Florida was error-prone and careless with the football, too.

Florida began 4 possessions in the first 3 quarters inside Florida State territory, thanks to a tenacious effort by a Todd Grantham-less Gators defense for the second consecutive week. Florida scored a total of 3 points on those possessions, thanks in part to poor play from starting quarterback Emory Jones. The 4th-year quarterback tossed 3 interceptions in the first half, including a devastating one that spoiled a 16-play, 66-yard Gators drive at the end of the first half.

When Jones missed a wide open Jacob Copeland over the middle on 2nd-and-8 on Florida’s first possession of the second half, Knox had the courage to do what Mullen waited too long to do much of the season: he put Jones on the bench and turned the game over to Anthony Richardson.

The redshirt freshman fans clamored for much of the year wasn’t spectacular, but he was efficient enough to lead Florida to 17 points on his first 4 possessions, which helped the Gators snatch momentum in a stalemate and build a lead that ultimately proved too much for Florida State to overcome.

The play calling, handled by quarterbacks coach Garrick McGee in the absence of Mullen, was also curious.

The Gators got cute when simple would do, and tossed an interception on a needless flea flicker after a Seminoles turnover in the first half.

Once again, Florida also waited too long to turn the game over to Dameon Pierce, who ran angry and strong, especially as Florida State’s defensive line wore down in the second half. But to the staff’s credit, Pierce did carry a season-high 12 times, collecting 62 yards and scoring what proved to be the winning touchdown on the game’s second-most memorable play.

Florida, which had lost 7 consecutive 1-possession games before Saturday, almost fell apart, too.

A combination of penalties, the elusiveness of Florida State quarterback Jordan Travis, and leaky pass coverage helped the Seminoles cut a 24-7 Gators lead to 3 with under a minute to play. All season, the Gators made the last mistake. Saturday, Florida State did, failing on what is likely the worst onside kick attempt of all time.

The Whiff at Ben Hill Griff aside, there were times watching Florida win Saturday that made it difficult not to think about what might have been.

Florida’s defense, buoyed by an outstanding pass rush led by Brenton Cox, who had 4 sacks, blew up a Seminoles offensive line that came into the game one of the best teams in America at protecting the quarterback. The Gators also tackled as well as they had all season, flying to the football and doing a decent job in containment, at least until late in the game. The effort begged the question — where has the Florida defense we’ve seen the past 2 weeks been all season, and would it have played this way all year if Grantham had been fired last winter?

The combination of Richardson and Pierce helped Florida’s offensive line, which struggled mightily over the second half of the season, gain confidence. Florida rushed for over 109 of its 139 yards rushing in the second half, almost exclusively through the bulldozer that is Pierce and the confidence of Richardson.

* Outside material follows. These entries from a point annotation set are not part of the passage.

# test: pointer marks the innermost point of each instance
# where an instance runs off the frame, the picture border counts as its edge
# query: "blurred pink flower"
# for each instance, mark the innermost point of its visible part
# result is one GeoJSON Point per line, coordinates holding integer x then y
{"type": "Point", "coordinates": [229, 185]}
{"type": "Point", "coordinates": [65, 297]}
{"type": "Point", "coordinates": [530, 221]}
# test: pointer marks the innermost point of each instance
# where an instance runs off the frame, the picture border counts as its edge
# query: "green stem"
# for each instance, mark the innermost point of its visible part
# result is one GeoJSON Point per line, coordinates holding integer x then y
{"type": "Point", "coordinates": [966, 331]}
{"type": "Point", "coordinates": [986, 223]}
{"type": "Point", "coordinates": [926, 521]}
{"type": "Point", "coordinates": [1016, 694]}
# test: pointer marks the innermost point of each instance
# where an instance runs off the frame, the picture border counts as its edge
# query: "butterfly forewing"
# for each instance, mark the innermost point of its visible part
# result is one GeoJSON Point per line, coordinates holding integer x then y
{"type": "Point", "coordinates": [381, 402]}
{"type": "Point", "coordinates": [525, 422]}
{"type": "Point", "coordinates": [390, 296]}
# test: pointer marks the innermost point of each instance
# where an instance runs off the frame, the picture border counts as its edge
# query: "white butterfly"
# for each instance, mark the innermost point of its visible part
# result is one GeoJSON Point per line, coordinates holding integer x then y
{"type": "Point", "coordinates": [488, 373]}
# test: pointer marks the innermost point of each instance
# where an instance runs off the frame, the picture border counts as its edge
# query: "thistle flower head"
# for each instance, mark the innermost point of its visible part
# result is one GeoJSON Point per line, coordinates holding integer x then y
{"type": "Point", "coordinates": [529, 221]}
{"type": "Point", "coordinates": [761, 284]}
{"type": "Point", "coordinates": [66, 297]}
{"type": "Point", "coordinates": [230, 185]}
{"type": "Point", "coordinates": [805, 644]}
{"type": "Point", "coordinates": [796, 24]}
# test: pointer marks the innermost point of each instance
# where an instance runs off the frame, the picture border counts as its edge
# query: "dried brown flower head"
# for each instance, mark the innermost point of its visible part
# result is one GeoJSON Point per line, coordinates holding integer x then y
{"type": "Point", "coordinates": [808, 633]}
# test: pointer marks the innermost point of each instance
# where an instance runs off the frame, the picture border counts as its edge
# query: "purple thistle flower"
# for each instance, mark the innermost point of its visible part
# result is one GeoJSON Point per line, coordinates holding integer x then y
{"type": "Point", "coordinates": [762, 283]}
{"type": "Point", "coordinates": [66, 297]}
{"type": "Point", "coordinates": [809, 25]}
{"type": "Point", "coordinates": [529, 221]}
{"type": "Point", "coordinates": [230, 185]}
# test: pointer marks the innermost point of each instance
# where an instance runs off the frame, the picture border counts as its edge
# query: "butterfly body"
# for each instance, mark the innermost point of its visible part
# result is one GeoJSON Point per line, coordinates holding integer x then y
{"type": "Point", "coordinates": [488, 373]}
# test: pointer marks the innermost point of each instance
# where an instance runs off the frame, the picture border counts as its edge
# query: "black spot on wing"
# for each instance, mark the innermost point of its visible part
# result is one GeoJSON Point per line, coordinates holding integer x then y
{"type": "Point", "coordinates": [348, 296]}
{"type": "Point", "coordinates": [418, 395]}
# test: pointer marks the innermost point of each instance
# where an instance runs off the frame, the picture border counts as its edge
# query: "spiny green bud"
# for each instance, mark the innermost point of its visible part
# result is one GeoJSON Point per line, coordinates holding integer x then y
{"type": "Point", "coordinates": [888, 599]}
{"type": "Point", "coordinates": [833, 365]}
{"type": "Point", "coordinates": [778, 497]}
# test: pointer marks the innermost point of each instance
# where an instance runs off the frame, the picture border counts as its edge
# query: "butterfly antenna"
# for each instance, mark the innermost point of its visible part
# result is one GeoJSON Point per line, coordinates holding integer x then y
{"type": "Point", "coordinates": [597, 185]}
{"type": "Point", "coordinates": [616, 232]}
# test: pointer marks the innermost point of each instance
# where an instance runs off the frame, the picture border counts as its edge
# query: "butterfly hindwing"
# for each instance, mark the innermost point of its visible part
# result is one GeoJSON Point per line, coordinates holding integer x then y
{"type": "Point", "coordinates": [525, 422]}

Richardson also took care of the football, something he didn’t do late against LSU or against Georgia. But if Dan Mullen had turned things over to Richardson earlier in the year, say, after Florida struggled to move the ball against Kentucky, would Mullen still be Florida’s head coach?

These are questions without definitive answers, which also is a fair characterization of Florida’s football program right now.

It’s been 13 years and counting since an SEC Championship. Head coach No. 8 is coming in since the graduation of Tim Tebow after the 2009 season. The talent gap with archrival Georgia is expanding.

These are issues awaiting the next head coach, who could be announced as early as Sunday.

On Saturday in The Swamp, all of that could wait at least one more day.

Florida beat Florida State, and in this state, that still matters.